When processing the logout action, the handler simply sends a new set-cookie response header with an rw-rbac identifier and an empty string. This instructs the browser to remove the cookie which effectively prevents further access to protected resources.

The logout action does not use, and will ignore, any user and password sent with the request.

HTML Forms

In these two examples, the POST form's "action" attribute points to the path /login-logout, which is not a real location; rather, this path is configured by the webmaster to point to a virtual resource path. See the examples below, and refer to the note pertaining to the Router, for detailed instructions on how it works.
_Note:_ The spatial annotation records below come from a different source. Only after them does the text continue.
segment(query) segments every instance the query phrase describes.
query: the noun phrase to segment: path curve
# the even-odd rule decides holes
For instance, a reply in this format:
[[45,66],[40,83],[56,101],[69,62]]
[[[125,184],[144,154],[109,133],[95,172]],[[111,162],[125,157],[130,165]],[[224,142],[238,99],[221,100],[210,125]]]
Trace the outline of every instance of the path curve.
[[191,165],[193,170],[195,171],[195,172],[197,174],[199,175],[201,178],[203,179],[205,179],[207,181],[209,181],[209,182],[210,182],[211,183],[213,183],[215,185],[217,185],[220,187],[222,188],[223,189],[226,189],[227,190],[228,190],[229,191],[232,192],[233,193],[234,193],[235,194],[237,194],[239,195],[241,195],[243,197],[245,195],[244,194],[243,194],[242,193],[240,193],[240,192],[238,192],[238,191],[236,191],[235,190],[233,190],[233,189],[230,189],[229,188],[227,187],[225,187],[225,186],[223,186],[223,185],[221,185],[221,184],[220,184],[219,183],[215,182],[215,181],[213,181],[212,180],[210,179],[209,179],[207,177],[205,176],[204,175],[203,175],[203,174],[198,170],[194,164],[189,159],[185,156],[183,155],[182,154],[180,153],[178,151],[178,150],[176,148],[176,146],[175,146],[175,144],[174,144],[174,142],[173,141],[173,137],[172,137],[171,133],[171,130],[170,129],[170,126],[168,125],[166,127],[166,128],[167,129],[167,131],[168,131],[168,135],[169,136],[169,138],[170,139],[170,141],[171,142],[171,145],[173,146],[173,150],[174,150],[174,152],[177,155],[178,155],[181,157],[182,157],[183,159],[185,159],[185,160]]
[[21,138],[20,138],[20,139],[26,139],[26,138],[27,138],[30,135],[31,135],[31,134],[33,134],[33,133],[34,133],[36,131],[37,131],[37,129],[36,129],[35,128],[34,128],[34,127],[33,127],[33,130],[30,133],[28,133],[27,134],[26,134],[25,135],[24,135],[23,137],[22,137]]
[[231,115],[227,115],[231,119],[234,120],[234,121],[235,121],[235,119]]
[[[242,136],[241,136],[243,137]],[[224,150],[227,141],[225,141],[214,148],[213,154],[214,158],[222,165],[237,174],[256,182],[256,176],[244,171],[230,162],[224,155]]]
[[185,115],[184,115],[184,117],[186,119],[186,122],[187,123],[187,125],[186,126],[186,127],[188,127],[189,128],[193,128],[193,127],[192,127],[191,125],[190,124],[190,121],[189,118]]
Here is what a properly crafted HTML login form should look like:

<form method="POST" action="/login-logout">
<input type="hidden" name="action" value="login">
<input type="text" name="user">
<input type="password" name="password">
<input type="hidden" name="location" value="https://example.com/welcome">
<input type="submit" value="Login">
</form>

Here is what a properly crafted HTML logout form should look like:

<form method="POST" action="/login-logout">
<input type="hidden" name="action" value="logout">
<input type="hidden" name="location" value="https://example.com/bye-bye">
<input type="submit" value="Logout">
</form>

Information Headers

The login request may fail for several reasons. Appropriate status codes and information headers are returned as follows:

Triggering event Status code Information header
Not using a POST method 405 rw-rbac-unsupported-method
Not using application/x-www-form-urlencoded 415 rw-rbac-unsupported-content-type
Action not "login" or "logout" 400 rw-rbac-unsupported-action
The "user" and "password" were not provided 400 rw-rbac-missing-credentials
shaDigest does not match roles file 403 rw-rbac-forbidden
Unable to access the roles file 500 rw-rbac-internal-error

Status codes

Successful login and logout requests return a status code of either 204 or 303. For both the login and logout actions, the optional location form value may be supplied. It should contain a path (including the https:// scheme) pointing to the web page to be displayed after a successful action. If provided, the server will respond with status code 303 and a location header, instructing the browser to issue a new request to that other web page. If not provided, the server will respond with status code 204, and the webmaster will be responsible for providing some type of browser-side script to determine how to proceed.

Configuration

Here is a partial configuration showing just the entries used by the RBAC-Auth handler. A more complete example is provided in the note that covers the RBAC handler itself.

host {
modules {
rbac on
}
plugins {
router {
`/login-logout` *methods=POST *plugin='rwserve-rbac-auth'
}
}
rbac {
roles `/etc/rwserve/roles` // the file created by the 'addrole' CLI utility
cipher-secret C#9fB$2gD@5zR*7e // secret used to encrypt the 'rw-roles' cookie
max-idle 1800 // number of seconds of inactivity before credentials expire
}
}

Review

Key points to remember:

  • RBAC login/logout uses POST with content-type application/x-www-form-urlencoded.
  • Forms are designed by the webmaster.
  • The handler's virtual resource location is configured in the router section.